You can condition this fill code to only be enabled if stack checking is on.

I have found that by following this, EVERY stack overflow is found either by the stack checking code, or by a system crash where I can find the guilt task by looking at the current task (who WILL be the guilty party).

True, but then you run the risk of stumbling into the Heisernberg paradoxon, meaning that your debug and release code bases drift apart from each other so much that they expose runtime behavior so different from each other that errors showing up in one code base don’t show in the other.

The system crash will eventually occur either way, and the additional initalization code will not help you at all in that case. Basically this statement agrees with mine and David’s observation that the stack overflow mechanism is unreliable. It contradicts what you wrote earlier that the object initalization would make it more reliable.

First point, If you don’t want the splitting, don’t condition it, but spend the cycles. Designer choice. As I said, compared to the cost of later filling to buffer, the cost is minimal.

Second Point, the key is you can KNOW where to look for the problem. As I said, doing this will find stack overflows 100% of the time in the time slot they occurred, rather than ‘some point later’. If you let some overflows slip by to crash later, then you can’t tell as easy which task has the problem.

If you had bothered to read my earlier examples in the thread, you would have seen that there are examples in which the cost can be significant.
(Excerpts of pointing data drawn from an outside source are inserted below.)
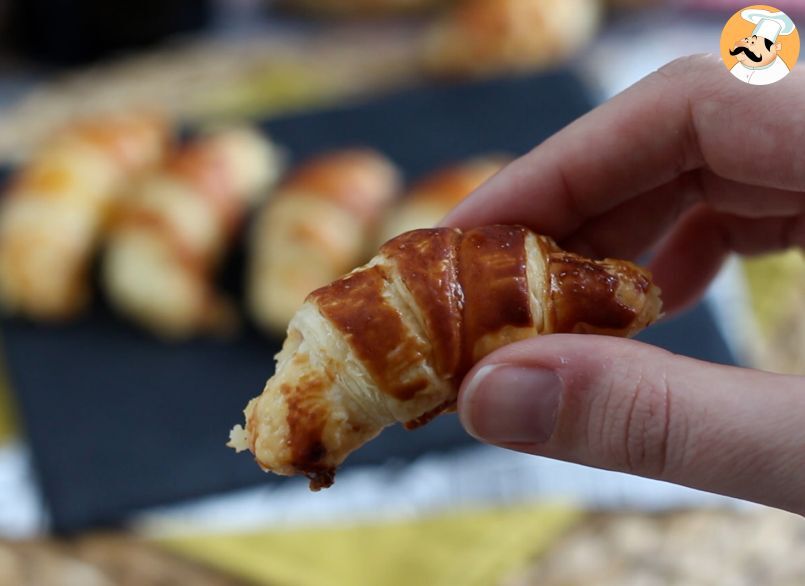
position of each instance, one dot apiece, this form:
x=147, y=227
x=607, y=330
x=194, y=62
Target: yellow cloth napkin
x=8, y=419
x=472, y=548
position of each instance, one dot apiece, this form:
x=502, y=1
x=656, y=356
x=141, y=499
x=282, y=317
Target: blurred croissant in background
x=359, y=8
x=320, y=223
x=433, y=196
x=481, y=37
x=53, y=215
x=175, y=226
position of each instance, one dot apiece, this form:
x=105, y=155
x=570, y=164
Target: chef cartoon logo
x=760, y=45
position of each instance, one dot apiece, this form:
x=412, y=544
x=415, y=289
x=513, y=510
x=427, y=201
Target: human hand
x=693, y=164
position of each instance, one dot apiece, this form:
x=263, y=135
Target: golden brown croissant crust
x=469, y=293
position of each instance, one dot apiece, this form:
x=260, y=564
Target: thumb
x=626, y=406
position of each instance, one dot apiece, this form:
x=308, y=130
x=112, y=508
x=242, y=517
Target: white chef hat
x=768, y=24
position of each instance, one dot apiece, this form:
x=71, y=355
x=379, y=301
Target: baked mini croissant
x=173, y=228
x=391, y=341
x=432, y=197
x=55, y=210
x=318, y=225
x=482, y=37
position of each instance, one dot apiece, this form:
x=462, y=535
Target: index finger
x=688, y=115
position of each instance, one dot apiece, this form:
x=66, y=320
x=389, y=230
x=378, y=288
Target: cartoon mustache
x=749, y=54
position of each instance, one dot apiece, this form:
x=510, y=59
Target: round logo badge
x=760, y=45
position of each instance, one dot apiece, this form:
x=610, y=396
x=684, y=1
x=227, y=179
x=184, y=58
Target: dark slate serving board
x=118, y=421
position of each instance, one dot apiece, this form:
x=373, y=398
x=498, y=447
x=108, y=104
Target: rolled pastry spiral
x=55, y=211
x=172, y=230
x=391, y=341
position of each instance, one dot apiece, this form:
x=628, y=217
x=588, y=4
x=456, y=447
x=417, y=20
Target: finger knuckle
x=634, y=429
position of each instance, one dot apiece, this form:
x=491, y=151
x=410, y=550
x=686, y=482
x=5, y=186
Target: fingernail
x=511, y=404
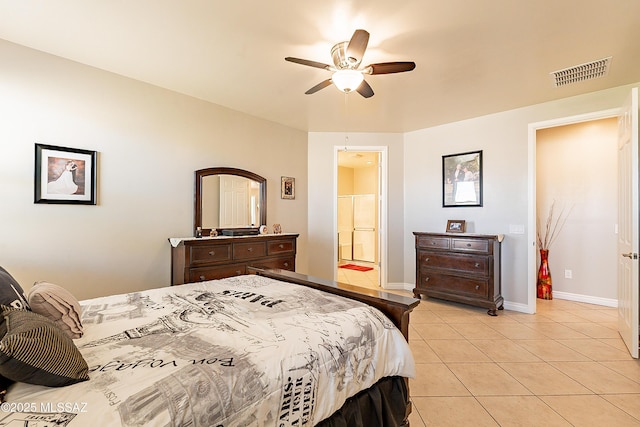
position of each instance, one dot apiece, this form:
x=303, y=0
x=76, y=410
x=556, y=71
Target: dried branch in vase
x=547, y=235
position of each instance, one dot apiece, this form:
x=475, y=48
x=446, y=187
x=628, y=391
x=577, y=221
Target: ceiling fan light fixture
x=347, y=80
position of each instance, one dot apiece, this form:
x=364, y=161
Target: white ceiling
x=473, y=57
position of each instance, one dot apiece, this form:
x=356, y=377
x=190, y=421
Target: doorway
x=575, y=263
x=359, y=216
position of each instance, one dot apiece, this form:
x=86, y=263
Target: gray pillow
x=57, y=304
x=34, y=350
x=11, y=294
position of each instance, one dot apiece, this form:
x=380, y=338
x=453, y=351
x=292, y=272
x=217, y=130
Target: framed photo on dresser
x=64, y=175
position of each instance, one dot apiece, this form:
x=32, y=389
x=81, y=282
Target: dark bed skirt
x=384, y=404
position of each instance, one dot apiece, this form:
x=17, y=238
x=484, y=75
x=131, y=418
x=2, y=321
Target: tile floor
x=359, y=278
x=564, y=366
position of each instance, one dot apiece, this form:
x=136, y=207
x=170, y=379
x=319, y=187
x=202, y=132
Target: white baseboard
x=400, y=286
x=516, y=306
x=607, y=302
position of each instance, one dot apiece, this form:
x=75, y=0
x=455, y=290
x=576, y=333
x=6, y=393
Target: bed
x=274, y=348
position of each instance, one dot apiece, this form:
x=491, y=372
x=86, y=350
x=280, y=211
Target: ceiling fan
x=346, y=57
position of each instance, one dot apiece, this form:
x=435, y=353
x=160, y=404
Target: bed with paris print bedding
x=241, y=351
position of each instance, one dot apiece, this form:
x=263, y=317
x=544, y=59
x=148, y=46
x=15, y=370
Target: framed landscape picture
x=64, y=175
x=462, y=179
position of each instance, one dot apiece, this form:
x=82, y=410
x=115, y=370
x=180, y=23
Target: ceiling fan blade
x=390, y=67
x=365, y=90
x=319, y=86
x=307, y=62
x=357, y=45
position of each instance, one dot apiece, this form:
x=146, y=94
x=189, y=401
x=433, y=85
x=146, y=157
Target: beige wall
x=576, y=165
x=345, y=181
x=149, y=143
x=504, y=139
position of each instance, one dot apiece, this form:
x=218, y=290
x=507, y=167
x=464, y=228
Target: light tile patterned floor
x=564, y=366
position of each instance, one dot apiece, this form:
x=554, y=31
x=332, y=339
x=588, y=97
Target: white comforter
x=242, y=351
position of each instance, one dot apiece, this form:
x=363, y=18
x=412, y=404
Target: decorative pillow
x=11, y=294
x=57, y=304
x=34, y=350
x=4, y=385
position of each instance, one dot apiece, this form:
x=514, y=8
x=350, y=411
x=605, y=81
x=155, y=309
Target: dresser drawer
x=433, y=242
x=280, y=246
x=249, y=250
x=288, y=263
x=209, y=253
x=459, y=263
x=470, y=245
x=212, y=273
x=454, y=284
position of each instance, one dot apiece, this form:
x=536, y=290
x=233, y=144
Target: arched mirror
x=229, y=198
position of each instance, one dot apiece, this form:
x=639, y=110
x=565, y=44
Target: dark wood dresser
x=208, y=258
x=460, y=267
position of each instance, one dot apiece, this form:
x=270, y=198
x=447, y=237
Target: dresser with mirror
x=233, y=204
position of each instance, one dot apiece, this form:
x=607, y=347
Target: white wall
x=149, y=143
x=322, y=201
x=577, y=167
x=503, y=137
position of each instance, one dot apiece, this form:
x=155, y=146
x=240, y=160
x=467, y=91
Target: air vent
x=578, y=73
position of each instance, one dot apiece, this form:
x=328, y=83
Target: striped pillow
x=34, y=350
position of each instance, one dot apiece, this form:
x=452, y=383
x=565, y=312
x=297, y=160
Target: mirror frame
x=227, y=171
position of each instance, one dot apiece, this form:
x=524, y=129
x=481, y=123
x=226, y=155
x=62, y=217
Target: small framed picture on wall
x=288, y=188
x=462, y=179
x=64, y=175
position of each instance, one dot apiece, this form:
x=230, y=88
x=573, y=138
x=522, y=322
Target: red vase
x=544, y=276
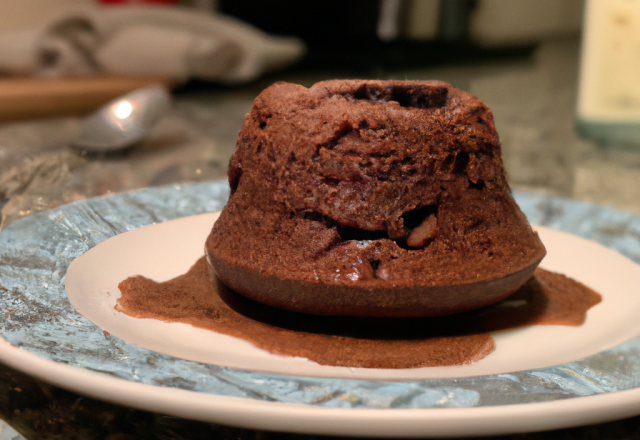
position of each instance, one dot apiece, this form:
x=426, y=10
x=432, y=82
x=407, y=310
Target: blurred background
x=562, y=78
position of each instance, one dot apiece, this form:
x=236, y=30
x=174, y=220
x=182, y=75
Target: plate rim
x=608, y=403
x=306, y=419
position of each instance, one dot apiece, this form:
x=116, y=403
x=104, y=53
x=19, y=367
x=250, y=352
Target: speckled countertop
x=533, y=103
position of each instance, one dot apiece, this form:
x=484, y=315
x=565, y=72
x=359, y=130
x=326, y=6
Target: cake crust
x=371, y=198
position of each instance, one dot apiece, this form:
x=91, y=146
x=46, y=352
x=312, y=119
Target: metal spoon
x=123, y=121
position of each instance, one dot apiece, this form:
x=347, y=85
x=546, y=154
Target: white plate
x=168, y=249
x=53, y=342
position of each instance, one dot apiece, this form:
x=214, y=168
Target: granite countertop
x=533, y=101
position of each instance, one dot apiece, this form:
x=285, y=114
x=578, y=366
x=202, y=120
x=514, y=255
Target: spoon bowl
x=124, y=121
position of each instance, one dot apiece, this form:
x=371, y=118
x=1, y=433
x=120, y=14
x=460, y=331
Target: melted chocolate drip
x=547, y=298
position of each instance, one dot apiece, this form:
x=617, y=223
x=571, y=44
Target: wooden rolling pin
x=30, y=98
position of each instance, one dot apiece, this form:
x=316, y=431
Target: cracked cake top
x=370, y=185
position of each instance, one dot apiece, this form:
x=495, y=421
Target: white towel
x=162, y=41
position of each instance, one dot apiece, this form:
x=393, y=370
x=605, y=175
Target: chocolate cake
x=371, y=198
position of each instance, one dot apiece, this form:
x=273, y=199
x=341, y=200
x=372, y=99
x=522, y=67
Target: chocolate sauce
x=547, y=298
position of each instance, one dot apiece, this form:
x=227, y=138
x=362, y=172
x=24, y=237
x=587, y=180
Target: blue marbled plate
x=36, y=251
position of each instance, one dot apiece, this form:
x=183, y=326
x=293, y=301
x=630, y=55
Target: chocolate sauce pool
x=546, y=299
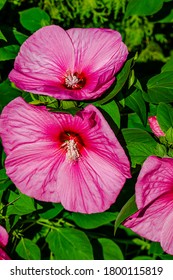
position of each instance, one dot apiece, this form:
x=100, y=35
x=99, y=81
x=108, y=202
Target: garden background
x=144, y=87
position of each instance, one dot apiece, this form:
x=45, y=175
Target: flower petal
x=3, y=255
x=149, y=221
x=167, y=234
x=104, y=47
x=89, y=187
x=155, y=178
x=96, y=179
x=40, y=167
x=3, y=237
x=43, y=60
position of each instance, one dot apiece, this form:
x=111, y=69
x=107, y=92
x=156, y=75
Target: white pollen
x=71, y=80
x=72, y=150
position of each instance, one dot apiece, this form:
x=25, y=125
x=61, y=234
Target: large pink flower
x=3, y=243
x=77, y=64
x=154, y=198
x=56, y=157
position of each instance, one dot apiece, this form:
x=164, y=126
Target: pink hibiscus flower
x=154, y=198
x=155, y=127
x=56, y=157
x=3, y=243
x=76, y=64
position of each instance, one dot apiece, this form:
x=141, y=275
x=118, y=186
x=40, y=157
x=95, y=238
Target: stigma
x=74, y=81
x=72, y=152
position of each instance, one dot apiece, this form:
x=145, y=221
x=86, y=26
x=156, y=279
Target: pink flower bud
x=155, y=127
Again, it is good practice to avoid uninitializes variables, bur you propose doing the right thing for the wrong reasons. I’ve come across many situations where program memory is so scarce that we had to battle for single lines of code; in those scenarios, there is no place for the luxury to add code simply in order to catch a scenario under debug conditions with one mechanism that you can trace as well with a non invasive solution.

I still disagree, but most likely there is no point in continuing the debate. I draw from 15 years+ experience of writing firmware with and for FreeRTOS, and doubtlessly you have a lot of experience as well. Just like you (I’m sure), I’ve gone through many many hours of debugging and was able to compare debugging techniques, finding out about the pros and cons of each. By now I can locate stack overflows (which still account for most cases of runtime problems, as the many instances in which Hartmut’s suggestions succeed testify) reliably. The stack signature helps a lot here, as they make it visually straightforward to scan the top of a stack for it and see how close the “no signature watermark” moves towards it, regardless of whether there are untouched holes in it or not.

That doesn’t mean my solution is perfect (it works well for me but that doesn’t mean it must work for everyone). The main benefit I found for using it is that it does not cause unneccessary oberhead and minimizes the Heisenberg effect.